Talent communities have reached a level of market maturity such that most companies no longer need to be sold on the idea. In fact, most of the employers I speak with believe they need (or already have) an accumulation of online social cliques
from which they can find talent.
I, however, tend think the idea of talent communities is somewhat romantic.
Here’s the problem: Most talent communities are just lists. They lack engagement. A link on a company’s career site asks the candidate to “click here” to join the talent community. The click leads to an opt-in email campaign which sends the candidate updates about new job postings. Otherwise there is very little engagement. This is not a community.
Talent communities are not magic placement machines. Recruiters still have to recruit. At best, and if working as intended, talent communities should be good referral engines. That’s really the goal.
Give Employees a Voice
People want to work with people they like, and if you want candidates to understand your company culture and self-select properly into your organization, you should give them access to your employees — current and past. This is also one of the best ways to populate your candidate community with content — which is a key element of any good community. You have to feed it, so get your people talking and give them a voice.
One of my favorite examples of a company that is getting it right is Deloitte NZ: its Facebook community
is world class and boasts some of the best examples of culture sharing that I’ve seen. If employers can get their people engaged and sharing in an authentic way, their employer brand and value proposition is real and tangible. If the employees feel it, prospects can feel it, and the result is more referrals. Employee and candidate engagement equals
Tools to Drive Engagement
At the HR Technology Conference
this year I took a fresh look at some tools that help drive engagement and referrals. Here are a couple of my current favorites to help you build a talent community that is more than just a list:
- RolePoint is a scalable employee referral platform and sourcing technology that facilitates candidate reach. RolePoint aggregates knowledge around connections that allows accurate identification of where potential candidates lie on the passivity scale. Sourcing can be targeted with a rapidly expanding set of data points, forming a detailed picture of applicant potential. RolePoint’s mission is to map this data to drive accurate engagement with candidates that is relevant, timely and actionable. Rolepoint also stood out at HR Tech by co-hosting the HRevolution Tweetup at Mix Lounge, and by having a roulette table at their booth on the expo floor.

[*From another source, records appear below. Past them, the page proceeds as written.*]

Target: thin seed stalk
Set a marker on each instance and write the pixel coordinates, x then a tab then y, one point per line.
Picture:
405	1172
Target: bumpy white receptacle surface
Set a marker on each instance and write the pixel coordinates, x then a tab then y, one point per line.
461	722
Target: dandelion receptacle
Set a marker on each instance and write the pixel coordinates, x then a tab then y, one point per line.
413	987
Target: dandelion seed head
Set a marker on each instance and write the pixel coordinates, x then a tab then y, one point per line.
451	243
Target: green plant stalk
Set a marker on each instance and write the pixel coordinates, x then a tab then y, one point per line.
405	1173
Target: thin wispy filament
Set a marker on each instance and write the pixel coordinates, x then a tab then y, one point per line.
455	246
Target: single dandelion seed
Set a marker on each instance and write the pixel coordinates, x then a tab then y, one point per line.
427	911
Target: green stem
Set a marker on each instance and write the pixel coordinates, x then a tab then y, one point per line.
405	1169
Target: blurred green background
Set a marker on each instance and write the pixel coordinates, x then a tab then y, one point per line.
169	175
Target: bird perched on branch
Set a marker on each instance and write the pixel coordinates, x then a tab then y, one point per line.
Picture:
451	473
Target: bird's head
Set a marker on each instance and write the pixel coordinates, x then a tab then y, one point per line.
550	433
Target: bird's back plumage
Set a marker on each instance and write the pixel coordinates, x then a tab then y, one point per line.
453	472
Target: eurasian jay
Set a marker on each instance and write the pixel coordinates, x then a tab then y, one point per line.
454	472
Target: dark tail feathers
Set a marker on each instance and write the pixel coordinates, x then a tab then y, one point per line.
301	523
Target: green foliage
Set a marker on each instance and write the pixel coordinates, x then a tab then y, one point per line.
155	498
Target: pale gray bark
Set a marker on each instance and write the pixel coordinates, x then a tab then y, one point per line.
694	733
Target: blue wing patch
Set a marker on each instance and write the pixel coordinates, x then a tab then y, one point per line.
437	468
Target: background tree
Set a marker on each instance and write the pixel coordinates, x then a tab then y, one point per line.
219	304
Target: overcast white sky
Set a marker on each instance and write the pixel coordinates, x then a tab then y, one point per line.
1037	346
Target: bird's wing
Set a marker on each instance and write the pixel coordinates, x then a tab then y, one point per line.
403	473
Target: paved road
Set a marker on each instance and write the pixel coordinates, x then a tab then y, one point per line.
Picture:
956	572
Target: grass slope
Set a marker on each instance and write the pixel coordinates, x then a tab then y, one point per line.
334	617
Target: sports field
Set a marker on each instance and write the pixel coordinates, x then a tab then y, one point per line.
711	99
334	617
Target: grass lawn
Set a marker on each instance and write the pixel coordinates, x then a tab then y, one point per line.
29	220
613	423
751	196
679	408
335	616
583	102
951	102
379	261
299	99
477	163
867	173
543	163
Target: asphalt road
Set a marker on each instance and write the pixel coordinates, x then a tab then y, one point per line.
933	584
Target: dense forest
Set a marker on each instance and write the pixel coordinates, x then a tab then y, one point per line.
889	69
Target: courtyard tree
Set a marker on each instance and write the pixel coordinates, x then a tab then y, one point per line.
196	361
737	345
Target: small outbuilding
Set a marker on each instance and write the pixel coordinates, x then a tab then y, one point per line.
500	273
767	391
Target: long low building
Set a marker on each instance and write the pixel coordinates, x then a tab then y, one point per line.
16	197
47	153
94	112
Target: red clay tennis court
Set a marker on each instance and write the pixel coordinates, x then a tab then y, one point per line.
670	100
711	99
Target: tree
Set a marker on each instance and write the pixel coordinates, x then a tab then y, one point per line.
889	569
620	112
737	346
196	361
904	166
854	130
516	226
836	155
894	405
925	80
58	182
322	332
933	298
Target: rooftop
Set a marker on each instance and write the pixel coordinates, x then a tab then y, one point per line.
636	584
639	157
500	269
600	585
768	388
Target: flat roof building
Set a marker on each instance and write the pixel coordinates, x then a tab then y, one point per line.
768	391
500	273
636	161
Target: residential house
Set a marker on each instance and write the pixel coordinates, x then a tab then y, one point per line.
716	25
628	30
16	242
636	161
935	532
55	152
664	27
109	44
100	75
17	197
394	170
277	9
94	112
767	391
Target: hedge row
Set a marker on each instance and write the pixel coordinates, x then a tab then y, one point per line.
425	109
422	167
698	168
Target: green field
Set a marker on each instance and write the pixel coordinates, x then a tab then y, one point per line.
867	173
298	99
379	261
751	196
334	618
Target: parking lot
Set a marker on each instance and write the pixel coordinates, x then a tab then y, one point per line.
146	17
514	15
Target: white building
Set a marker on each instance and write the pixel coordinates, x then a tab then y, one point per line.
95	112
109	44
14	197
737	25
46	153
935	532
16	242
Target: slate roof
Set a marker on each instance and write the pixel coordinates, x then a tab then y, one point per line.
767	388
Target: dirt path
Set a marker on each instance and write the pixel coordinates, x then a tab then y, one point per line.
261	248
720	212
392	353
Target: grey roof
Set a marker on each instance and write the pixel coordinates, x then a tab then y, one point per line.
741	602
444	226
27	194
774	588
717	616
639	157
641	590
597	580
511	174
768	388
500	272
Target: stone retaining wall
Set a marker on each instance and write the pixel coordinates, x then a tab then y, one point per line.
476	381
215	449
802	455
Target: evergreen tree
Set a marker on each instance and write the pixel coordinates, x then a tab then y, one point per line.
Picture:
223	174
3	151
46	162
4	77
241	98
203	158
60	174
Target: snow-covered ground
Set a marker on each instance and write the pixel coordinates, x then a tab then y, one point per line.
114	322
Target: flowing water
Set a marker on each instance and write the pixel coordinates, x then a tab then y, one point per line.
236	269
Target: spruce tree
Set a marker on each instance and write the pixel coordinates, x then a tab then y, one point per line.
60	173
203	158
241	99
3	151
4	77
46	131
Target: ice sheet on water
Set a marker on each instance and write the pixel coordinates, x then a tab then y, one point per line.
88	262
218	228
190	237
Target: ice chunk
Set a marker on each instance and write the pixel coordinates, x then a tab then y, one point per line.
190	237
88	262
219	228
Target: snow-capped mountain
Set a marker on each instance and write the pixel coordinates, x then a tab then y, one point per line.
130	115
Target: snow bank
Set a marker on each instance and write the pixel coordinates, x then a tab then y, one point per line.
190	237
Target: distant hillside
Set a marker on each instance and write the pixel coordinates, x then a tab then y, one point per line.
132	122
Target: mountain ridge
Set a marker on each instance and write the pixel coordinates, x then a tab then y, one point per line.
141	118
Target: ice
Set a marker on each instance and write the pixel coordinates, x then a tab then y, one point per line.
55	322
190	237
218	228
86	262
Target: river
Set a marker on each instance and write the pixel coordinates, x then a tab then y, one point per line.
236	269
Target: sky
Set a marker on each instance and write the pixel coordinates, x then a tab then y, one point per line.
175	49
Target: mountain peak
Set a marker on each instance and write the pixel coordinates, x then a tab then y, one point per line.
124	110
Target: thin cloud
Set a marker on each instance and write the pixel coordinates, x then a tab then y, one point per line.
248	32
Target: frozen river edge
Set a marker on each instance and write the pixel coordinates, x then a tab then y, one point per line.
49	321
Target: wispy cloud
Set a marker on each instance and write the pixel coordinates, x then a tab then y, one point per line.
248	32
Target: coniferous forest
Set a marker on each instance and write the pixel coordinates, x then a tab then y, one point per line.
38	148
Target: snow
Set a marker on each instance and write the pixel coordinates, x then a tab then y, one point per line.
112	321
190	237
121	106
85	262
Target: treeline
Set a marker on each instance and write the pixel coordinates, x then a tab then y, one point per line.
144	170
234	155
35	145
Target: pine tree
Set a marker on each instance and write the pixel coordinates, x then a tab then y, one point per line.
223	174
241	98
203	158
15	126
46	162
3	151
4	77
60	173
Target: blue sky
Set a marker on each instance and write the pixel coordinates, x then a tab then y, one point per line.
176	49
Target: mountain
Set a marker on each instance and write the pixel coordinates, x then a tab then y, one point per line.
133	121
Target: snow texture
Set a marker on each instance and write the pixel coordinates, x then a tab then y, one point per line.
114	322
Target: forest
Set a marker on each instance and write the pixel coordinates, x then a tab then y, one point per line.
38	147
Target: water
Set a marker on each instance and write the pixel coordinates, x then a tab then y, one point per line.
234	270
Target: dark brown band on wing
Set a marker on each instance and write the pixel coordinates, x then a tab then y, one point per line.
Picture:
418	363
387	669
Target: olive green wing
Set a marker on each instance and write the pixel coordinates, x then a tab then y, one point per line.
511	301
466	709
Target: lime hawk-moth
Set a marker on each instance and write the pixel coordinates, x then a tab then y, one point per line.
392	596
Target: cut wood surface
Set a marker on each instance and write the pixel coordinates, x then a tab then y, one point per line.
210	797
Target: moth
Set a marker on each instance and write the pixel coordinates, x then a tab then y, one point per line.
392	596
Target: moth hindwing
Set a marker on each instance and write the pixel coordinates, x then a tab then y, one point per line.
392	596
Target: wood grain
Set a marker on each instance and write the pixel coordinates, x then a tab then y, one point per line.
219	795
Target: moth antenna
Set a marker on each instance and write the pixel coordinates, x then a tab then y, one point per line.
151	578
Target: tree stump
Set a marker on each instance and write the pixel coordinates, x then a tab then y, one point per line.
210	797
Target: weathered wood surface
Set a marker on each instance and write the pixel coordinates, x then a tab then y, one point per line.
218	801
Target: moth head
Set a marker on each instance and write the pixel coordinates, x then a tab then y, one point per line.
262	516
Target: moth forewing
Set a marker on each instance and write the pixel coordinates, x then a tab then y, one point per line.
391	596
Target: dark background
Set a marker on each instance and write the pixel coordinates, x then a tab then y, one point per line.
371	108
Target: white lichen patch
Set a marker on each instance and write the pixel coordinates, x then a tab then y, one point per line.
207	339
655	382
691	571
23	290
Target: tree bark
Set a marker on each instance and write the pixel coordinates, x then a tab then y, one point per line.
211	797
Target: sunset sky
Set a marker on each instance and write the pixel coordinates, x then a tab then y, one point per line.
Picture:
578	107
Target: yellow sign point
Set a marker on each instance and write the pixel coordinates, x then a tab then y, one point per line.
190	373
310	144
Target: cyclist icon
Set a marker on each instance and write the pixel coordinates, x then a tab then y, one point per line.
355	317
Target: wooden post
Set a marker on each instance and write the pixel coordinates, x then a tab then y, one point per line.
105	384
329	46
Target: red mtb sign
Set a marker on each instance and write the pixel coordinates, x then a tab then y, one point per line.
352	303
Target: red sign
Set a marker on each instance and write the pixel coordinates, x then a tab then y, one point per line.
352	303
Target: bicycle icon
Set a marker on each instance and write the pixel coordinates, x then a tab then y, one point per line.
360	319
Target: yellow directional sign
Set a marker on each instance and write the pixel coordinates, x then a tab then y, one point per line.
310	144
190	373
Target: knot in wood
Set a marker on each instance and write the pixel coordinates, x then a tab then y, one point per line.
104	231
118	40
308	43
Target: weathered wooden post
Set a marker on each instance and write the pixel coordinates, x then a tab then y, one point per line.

- Work4 turns Facebook into a targeted talent community through its unmatched Facebook referral engine, targeted Facebook job advertising, and newly announced Graph Search integration. The bounce rate for candidates who have to leave the platform, in order to apply for a job, is high. I’m a fan of keeping candidates right inside the largest talent pool online: Facebook — even when mobile, which Work4 handles amazingly well. This team stood out by hosting a very timely “Beer O’clock” happy hour at my favorite Irish pub in Mandalay Bay, RiRa. Work4 also launched a Social Recruiting Score tool that analyzes a company’s social and mobile recruiting efforts in real time. I recently co-presented a webinar with Work4 CEO Stephane LeViet on How to turn your social recruiting into a referral machine. If you’re into the whole “referral” thing, it’s worth checking out.
- One platform that I like, which I did not get to see at HRTech this year, is Ascendify. Ascendify spent this year honing their Talent Cloud platform and the result is pretty cool. They create a candidate and employee referral community inside the employer’s career site that actually acts like a community. It also gives the candidate a score to let them know how well they match a job in which they are interested. This leads to better applies. I like it. Ascendify assures me they will return to the HR Technology Conference in 2014.
There are many players in the candidate community software market. I’m attempting to create a comprehensive list of all of them. It is tentatively entitled “The list of software that makes your candidate community more than just a list”. There are well over 100 vendors. If you want to help me populate the list — which we’ll post in the coming weeks — leave a comment below with your suggestions.
In the meantime, please engage your candidates with employee generated content. Don’t leave engagement to one community manager. You need more than just a list. Feed it!